The elbow joint is essentially made up of three smaller joints. The humeroulnar joint (formed by the humerous and ulna bones) functions like a door hinge, with the olecranon (pointy part of elbow) acting as the stopper. The humeroradial joint (formed by the humerous and radius) functions more like a ball and socket. There is also a pivot joint between the radius and ulna, called the proximal radioulnar joint (there is also a distal radioulnar joint in the wrist). This joint allows the radius bone to rotate over the ulnar bone when you change palm position.

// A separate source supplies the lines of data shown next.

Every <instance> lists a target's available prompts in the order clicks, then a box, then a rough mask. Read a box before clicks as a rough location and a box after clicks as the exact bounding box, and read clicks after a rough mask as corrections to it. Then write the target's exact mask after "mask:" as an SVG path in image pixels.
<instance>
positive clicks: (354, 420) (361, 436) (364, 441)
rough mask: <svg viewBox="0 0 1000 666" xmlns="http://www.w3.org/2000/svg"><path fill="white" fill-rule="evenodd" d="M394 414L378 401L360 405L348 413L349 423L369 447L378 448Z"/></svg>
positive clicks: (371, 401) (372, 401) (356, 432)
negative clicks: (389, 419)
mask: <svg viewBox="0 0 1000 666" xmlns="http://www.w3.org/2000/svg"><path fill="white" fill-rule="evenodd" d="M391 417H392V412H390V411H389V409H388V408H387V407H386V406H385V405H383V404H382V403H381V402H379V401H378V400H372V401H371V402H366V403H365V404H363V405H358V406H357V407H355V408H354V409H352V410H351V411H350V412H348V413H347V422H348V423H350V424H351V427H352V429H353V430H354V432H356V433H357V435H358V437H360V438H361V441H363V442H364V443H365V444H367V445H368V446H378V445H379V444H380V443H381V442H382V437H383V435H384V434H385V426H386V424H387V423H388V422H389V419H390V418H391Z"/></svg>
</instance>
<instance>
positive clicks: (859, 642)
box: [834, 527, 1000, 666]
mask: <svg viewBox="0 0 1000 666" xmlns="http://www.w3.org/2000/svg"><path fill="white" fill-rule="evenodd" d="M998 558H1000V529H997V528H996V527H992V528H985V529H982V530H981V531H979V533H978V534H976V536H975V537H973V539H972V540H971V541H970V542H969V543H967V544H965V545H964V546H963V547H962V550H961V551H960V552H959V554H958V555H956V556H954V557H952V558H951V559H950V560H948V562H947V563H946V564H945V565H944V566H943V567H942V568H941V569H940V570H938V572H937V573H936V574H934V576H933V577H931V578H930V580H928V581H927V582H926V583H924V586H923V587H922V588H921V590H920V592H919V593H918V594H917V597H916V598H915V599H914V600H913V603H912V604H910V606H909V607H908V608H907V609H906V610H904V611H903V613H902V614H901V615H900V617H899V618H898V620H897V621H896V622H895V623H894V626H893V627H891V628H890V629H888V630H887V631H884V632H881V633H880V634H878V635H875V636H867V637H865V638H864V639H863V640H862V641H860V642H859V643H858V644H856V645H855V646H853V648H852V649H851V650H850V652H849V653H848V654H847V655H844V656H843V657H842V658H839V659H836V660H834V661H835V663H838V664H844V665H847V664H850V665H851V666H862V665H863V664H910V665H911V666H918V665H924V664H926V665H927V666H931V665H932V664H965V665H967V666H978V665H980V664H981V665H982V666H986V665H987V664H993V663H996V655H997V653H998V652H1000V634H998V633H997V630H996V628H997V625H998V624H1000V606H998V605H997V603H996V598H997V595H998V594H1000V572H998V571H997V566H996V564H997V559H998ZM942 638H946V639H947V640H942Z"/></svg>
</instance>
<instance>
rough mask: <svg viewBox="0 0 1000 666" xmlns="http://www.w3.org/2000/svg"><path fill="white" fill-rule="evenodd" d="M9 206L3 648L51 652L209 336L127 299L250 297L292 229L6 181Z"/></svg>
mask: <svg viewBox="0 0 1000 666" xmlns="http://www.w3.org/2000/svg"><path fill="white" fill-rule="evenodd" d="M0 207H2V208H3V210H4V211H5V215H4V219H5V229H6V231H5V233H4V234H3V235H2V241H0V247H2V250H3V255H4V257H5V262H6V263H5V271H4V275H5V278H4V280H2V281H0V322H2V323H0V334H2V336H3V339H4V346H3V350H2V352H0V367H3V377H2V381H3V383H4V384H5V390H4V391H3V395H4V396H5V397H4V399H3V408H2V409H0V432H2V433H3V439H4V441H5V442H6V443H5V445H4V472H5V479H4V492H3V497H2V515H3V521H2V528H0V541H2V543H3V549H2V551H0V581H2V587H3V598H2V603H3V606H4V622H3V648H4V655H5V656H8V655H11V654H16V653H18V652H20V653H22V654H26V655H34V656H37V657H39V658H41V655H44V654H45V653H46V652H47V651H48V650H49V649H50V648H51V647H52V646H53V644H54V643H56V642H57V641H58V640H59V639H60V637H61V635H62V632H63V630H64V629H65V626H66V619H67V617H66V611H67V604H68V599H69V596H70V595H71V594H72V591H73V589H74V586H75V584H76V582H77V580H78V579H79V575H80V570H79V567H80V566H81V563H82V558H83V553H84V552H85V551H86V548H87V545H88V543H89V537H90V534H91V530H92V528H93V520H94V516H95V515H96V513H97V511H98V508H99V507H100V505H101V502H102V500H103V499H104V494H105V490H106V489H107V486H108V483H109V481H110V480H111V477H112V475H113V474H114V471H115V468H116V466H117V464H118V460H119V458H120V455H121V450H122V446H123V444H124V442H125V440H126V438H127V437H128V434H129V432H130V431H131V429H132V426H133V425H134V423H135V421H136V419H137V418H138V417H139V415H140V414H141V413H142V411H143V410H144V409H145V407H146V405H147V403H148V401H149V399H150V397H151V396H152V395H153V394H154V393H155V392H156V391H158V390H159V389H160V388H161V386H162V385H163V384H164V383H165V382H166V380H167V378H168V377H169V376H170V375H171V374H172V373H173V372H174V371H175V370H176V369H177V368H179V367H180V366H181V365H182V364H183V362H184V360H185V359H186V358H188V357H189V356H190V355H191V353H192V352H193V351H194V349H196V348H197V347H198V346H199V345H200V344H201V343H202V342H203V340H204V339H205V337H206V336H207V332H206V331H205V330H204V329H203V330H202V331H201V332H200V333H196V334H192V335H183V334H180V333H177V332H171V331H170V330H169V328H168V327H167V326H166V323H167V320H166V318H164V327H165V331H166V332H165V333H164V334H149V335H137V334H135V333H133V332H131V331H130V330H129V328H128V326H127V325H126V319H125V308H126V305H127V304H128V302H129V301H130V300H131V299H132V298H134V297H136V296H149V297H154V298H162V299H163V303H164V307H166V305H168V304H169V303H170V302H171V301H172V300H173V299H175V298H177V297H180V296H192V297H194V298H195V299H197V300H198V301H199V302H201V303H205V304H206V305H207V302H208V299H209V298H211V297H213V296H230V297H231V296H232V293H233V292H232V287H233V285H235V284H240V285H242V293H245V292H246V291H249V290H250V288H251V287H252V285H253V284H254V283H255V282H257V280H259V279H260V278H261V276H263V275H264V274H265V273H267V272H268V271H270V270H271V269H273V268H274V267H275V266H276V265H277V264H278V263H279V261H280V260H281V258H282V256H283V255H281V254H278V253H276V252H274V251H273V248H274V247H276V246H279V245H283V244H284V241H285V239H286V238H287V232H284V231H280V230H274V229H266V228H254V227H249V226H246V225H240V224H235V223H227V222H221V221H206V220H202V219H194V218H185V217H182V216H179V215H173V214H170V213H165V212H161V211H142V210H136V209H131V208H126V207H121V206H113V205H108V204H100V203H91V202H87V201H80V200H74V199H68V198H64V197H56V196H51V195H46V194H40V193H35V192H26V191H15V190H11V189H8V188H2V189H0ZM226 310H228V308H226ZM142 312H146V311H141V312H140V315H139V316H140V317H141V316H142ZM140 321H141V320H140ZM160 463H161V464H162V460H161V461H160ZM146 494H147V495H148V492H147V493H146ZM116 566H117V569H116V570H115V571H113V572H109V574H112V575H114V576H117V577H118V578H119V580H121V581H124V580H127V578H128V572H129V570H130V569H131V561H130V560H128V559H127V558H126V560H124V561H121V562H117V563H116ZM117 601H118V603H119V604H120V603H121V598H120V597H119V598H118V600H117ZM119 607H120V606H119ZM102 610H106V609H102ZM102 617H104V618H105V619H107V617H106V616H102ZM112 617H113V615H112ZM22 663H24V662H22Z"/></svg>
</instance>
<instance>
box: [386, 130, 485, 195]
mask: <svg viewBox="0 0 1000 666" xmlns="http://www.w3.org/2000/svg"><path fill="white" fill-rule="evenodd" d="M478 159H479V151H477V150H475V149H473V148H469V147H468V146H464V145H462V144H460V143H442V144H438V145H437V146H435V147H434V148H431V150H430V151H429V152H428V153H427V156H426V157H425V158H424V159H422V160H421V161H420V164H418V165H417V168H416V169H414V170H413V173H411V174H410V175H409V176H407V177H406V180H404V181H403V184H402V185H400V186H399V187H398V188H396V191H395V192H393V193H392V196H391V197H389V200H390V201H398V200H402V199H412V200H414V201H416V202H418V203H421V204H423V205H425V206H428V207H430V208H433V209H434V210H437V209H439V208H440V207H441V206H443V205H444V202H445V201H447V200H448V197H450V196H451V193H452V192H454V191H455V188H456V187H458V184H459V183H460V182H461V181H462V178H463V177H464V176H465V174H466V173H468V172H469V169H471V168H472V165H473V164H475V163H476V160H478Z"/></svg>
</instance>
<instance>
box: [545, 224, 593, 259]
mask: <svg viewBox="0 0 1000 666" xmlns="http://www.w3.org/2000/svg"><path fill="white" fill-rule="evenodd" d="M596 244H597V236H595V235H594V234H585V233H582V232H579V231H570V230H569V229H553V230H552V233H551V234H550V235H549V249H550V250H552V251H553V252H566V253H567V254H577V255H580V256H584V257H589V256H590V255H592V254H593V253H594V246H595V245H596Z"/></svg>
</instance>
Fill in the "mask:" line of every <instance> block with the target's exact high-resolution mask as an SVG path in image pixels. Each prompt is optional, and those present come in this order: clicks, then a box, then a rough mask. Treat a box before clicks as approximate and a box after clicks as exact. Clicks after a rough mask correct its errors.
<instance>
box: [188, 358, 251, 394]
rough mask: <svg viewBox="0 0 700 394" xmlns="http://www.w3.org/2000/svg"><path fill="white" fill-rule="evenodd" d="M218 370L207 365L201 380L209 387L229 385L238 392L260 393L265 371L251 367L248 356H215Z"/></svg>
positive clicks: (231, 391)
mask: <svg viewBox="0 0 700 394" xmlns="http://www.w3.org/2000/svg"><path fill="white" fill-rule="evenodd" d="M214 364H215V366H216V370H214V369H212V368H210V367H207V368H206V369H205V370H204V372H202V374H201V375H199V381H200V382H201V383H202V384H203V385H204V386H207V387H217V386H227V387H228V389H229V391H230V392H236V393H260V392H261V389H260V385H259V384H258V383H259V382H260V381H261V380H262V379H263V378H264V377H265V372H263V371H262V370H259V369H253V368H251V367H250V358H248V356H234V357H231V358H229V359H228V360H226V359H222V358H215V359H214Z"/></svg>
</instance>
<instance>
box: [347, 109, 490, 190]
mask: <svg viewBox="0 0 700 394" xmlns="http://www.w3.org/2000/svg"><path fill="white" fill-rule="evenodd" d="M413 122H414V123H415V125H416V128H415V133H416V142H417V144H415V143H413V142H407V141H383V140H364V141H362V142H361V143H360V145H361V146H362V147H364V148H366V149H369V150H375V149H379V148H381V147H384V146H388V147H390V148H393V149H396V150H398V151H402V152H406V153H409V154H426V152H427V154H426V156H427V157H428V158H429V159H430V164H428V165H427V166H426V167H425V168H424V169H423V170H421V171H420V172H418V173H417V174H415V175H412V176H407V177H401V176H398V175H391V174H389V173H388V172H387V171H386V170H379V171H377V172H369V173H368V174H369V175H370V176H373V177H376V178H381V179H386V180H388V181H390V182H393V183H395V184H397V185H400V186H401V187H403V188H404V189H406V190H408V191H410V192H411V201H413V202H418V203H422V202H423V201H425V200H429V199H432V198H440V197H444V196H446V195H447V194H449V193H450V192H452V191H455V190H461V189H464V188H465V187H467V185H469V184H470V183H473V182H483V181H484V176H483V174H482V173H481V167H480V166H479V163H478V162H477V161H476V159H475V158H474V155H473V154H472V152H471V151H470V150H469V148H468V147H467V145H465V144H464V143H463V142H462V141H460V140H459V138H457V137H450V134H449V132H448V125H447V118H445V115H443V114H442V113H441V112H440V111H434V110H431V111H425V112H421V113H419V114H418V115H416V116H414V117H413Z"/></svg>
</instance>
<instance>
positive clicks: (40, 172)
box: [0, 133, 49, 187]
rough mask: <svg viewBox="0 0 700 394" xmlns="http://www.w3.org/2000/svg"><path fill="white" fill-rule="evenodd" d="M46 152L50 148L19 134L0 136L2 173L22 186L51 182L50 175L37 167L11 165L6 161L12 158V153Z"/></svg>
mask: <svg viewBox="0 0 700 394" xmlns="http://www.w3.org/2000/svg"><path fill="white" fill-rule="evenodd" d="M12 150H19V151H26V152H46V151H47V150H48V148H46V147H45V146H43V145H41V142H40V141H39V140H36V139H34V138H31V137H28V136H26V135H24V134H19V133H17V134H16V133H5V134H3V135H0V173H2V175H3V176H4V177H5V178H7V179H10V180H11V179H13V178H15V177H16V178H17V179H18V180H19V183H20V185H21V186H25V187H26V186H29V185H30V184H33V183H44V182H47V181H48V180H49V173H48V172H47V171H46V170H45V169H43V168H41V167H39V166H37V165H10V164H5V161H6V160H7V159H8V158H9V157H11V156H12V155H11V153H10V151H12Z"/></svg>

The elbow joint is stabilized by the radial and ulnar collateral ligaments as well as the anular ligament. There is articular cartilage within the elbow joint to protect the bones from one another during movement. This joint is also an anchor point for both the triceps brachii and biceps brachii tendons which cause extension and flexion respectively. Blood to the elbow joint is supplied by branches of the brachial, radial and ulnar arteries.
Although the elbow joint is strong due to its structure and one-axis range of motion, it is susceptible to fractures and dislocations caused by blunt force.